Histoire de l’art macaque
Un contact, une révélation, quelques traits griffonnés, Yannick, possédé, vient de découvrir le démiurge tout-puissant, « le grand dieu des singes » qui lui envoie des images ! Le dessin ? Pas un simple amusement, une vraie foi, un horizon que ne comprend pas son pote Romuald, pas encore assez défoncé aux champis ! Qu’à cela ne tienne, les deux compères, en quête de reconnaissance, décident de lancer une carrière artistique… L’oseille pourrait couler à flots plus vite que prévu…
Après l’excellent L’Art et le Sang en 2010, pastiche en forme de jeu de massacre clownesque, Benoît Preteseille (Mardi Gras, Maudit Victor…) balance une deuxième lame avec une farce grinçante et décalée qui revisite toute l’Histoire de l’Art, de l’ère préhistorique à la modernité abstraite, sous un angle à la fois naïf et cynique, pour un résultat furieusement drôle.
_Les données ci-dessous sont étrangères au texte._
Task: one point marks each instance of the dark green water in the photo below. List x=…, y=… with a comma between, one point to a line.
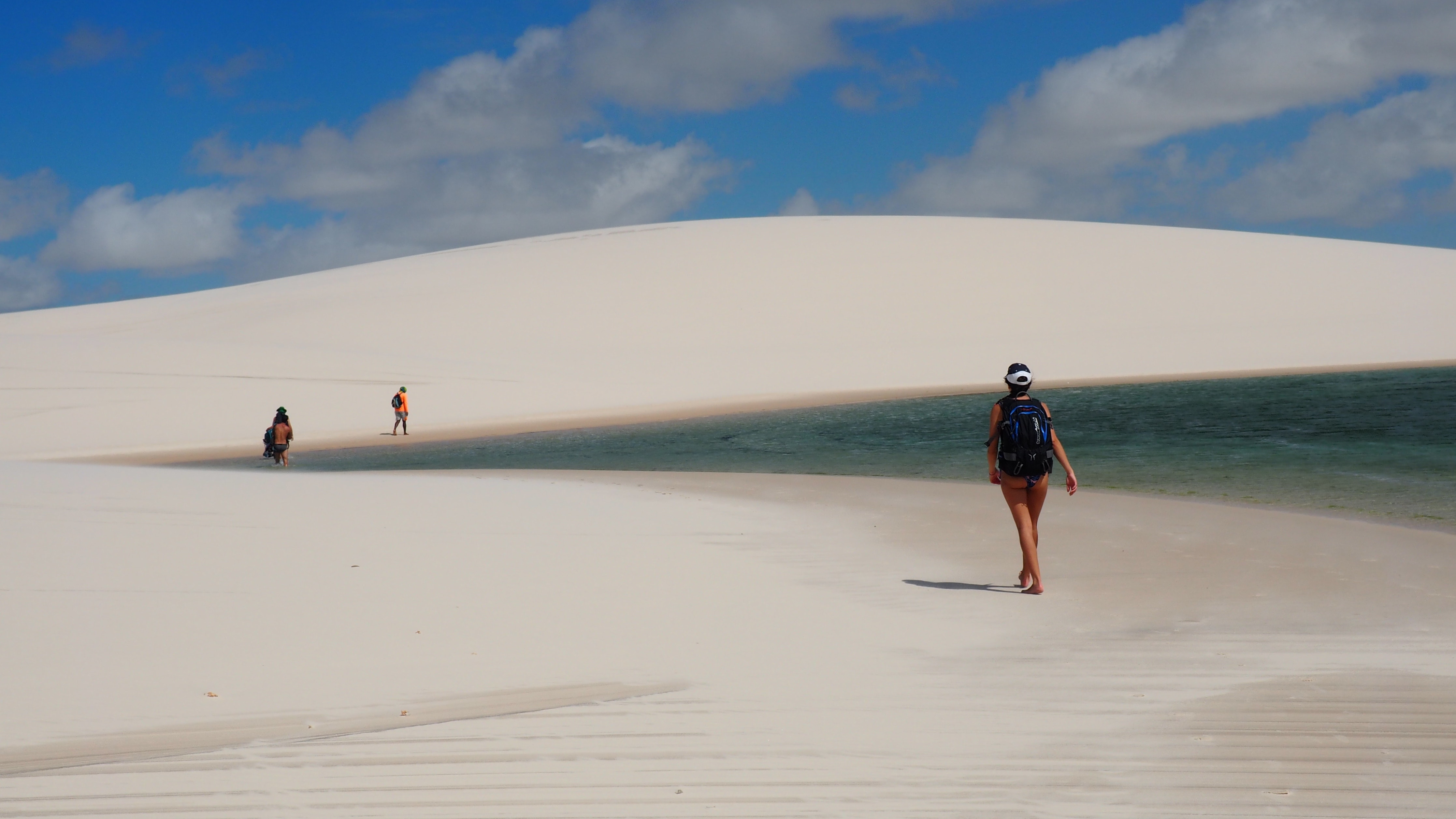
x=1358, y=443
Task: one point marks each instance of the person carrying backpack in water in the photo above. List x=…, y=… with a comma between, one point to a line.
x=401, y=404
x=1018, y=456
x=268, y=433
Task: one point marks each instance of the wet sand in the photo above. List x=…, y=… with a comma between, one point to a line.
x=803, y=646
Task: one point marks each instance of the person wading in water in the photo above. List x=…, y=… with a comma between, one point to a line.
x=1018, y=456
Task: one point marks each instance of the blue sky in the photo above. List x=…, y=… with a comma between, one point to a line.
x=162, y=148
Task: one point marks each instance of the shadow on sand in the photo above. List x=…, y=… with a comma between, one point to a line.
x=974, y=587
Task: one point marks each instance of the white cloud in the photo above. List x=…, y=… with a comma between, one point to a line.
x=114, y=230
x=24, y=284
x=1056, y=149
x=602, y=182
x=30, y=203
x=714, y=54
x=493, y=148
x=490, y=148
x=88, y=46
x=1352, y=166
x=801, y=204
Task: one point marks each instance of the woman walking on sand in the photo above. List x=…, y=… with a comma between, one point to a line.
x=1018, y=456
x=283, y=436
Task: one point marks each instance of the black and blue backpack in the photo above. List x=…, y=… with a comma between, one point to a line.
x=1026, y=438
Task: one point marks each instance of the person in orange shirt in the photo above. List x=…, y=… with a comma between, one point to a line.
x=401, y=404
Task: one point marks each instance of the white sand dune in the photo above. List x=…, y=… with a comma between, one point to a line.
x=699, y=318
x=810, y=645
x=669, y=645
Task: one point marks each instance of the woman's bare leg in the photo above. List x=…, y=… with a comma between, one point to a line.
x=1018, y=501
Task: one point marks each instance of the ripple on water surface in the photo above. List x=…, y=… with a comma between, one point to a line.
x=1359, y=443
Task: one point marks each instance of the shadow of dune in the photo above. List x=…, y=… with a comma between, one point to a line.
x=974, y=587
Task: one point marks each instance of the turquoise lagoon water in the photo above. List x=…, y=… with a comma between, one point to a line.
x=1356, y=443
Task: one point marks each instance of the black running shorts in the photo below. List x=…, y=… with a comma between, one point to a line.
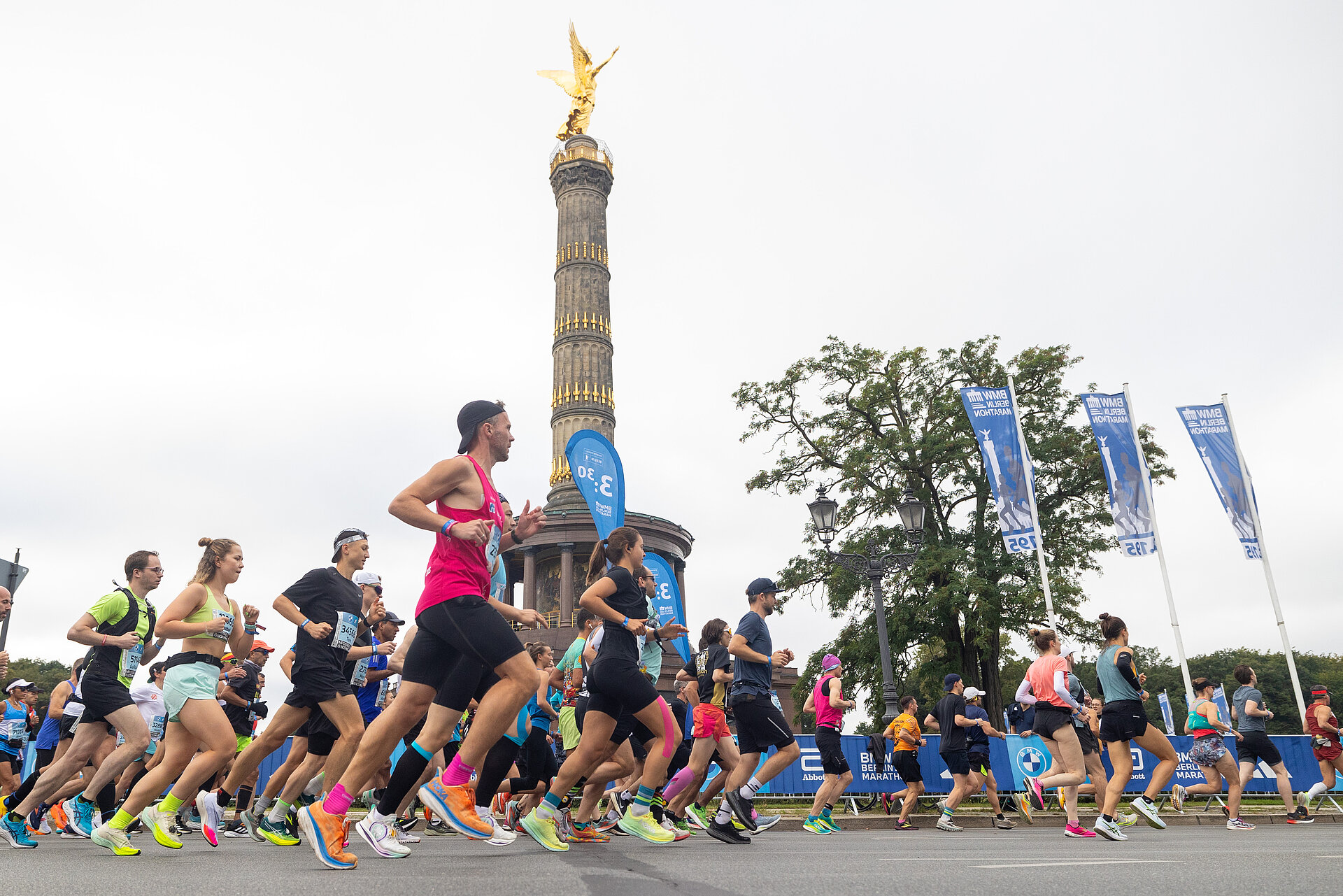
x=1255, y=747
x=316, y=687
x=832, y=755
x=906, y=762
x=102, y=697
x=759, y=725
x=1123, y=720
x=958, y=760
x=617, y=685
x=467, y=626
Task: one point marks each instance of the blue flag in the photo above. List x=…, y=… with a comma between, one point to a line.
x=1007, y=464
x=1119, y=453
x=1211, y=434
x=599, y=477
x=667, y=598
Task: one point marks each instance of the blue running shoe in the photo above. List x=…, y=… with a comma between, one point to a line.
x=17, y=832
x=81, y=816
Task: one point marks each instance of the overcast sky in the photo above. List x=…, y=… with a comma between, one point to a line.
x=254, y=258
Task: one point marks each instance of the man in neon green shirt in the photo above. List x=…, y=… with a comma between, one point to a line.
x=118, y=627
x=569, y=677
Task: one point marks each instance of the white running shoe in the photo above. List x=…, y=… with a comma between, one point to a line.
x=379, y=833
x=1108, y=829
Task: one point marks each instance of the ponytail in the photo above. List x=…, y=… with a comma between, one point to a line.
x=610, y=550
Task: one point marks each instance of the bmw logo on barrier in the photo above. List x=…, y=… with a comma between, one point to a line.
x=1032, y=762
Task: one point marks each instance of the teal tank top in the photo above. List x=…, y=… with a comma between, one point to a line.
x=1112, y=683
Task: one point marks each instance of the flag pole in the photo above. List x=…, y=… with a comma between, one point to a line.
x=1035, y=513
x=1268, y=570
x=1146, y=484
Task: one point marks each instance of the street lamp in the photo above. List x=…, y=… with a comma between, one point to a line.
x=873, y=566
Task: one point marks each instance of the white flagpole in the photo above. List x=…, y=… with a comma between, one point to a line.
x=1268, y=570
x=1146, y=484
x=1035, y=513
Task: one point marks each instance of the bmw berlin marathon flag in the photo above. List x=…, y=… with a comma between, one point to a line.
x=1114, y=432
x=1211, y=433
x=599, y=477
x=1007, y=464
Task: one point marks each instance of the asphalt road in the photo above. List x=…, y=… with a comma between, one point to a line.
x=1040, y=860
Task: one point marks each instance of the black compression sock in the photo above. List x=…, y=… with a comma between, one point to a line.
x=404, y=776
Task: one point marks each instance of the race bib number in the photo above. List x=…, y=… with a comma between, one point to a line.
x=360, y=672
x=347, y=626
x=131, y=660
x=229, y=626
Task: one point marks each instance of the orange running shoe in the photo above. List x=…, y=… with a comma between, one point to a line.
x=588, y=834
x=457, y=806
x=327, y=834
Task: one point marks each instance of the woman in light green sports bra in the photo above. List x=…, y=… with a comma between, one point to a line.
x=206, y=620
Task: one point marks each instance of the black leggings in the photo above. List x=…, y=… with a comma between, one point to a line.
x=539, y=762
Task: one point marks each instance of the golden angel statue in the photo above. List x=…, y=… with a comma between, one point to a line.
x=581, y=85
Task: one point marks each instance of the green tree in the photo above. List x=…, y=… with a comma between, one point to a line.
x=45, y=674
x=871, y=423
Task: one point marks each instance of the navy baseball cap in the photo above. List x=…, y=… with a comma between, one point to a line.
x=470, y=417
x=762, y=586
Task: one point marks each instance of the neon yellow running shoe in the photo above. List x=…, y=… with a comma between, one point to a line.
x=156, y=823
x=645, y=828
x=276, y=833
x=543, y=832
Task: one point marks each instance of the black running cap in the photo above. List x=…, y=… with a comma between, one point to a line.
x=471, y=415
x=762, y=586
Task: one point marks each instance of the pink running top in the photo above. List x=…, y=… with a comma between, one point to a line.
x=458, y=567
x=826, y=715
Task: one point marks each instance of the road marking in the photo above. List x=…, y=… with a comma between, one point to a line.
x=1092, y=862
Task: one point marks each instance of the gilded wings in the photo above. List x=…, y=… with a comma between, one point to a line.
x=581, y=85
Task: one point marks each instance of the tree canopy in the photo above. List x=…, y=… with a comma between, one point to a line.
x=871, y=423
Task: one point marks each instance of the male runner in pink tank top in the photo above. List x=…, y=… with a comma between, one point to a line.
x=460, y=627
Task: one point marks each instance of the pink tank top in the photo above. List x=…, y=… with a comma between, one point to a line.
x=826, y=715
x=457, y=567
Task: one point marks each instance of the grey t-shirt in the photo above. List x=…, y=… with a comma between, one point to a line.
x=754, y=677
x=1246, y=722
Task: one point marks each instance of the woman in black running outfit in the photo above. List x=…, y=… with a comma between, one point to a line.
x=616, y=687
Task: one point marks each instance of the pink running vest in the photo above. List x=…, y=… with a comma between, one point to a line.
x=457, y=567
x=826, y=715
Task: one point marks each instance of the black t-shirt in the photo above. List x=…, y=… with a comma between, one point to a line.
x=953, y=737
x=325, y=595
x=241, y=716
x=629, y=601
x=712, y=657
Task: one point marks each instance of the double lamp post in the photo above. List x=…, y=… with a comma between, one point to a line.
x=873, y=566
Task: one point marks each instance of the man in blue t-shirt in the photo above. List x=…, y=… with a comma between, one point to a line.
x=760, y=723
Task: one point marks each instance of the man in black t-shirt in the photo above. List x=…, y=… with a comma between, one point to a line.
x=328, y=609
x=948, y=716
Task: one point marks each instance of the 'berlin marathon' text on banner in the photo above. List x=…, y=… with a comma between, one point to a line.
x=1211, y=434
x=1007, y=464
x=1114, y=432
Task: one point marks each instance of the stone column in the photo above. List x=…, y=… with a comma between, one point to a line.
x=567, y=583
x=530, y=578
x=582, y=395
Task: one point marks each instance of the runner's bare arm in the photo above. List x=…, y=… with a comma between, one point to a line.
x=445, y=477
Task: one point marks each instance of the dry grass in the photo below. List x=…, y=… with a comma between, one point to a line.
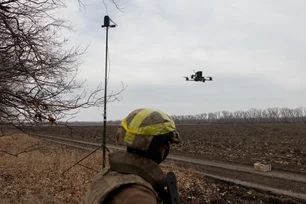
x=36, y=176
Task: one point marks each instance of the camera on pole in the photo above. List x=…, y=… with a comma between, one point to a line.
x=106, y=25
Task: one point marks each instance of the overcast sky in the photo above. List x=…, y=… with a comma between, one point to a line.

L’occasion pour Preteseille de singer une institution à travers deux primates innocents ou ambitieux, égocentrés ou valets d’une cause qui les dépasse, mais surtout aveuglés par leur vanité et leur soif de pouvoir. L’auteur égratigne ainsi joyeusement l’Art officiel, dans lequel il perçoit une imposture séculaire, un discours de poseur : mode de m’as-tu vu, pouvoir aliénant de l’argent, conformisme bourgeois, originalité de comptoir, fascination ridicule pour les instincts racoleurs et les monstres sacrés, statut de la critique…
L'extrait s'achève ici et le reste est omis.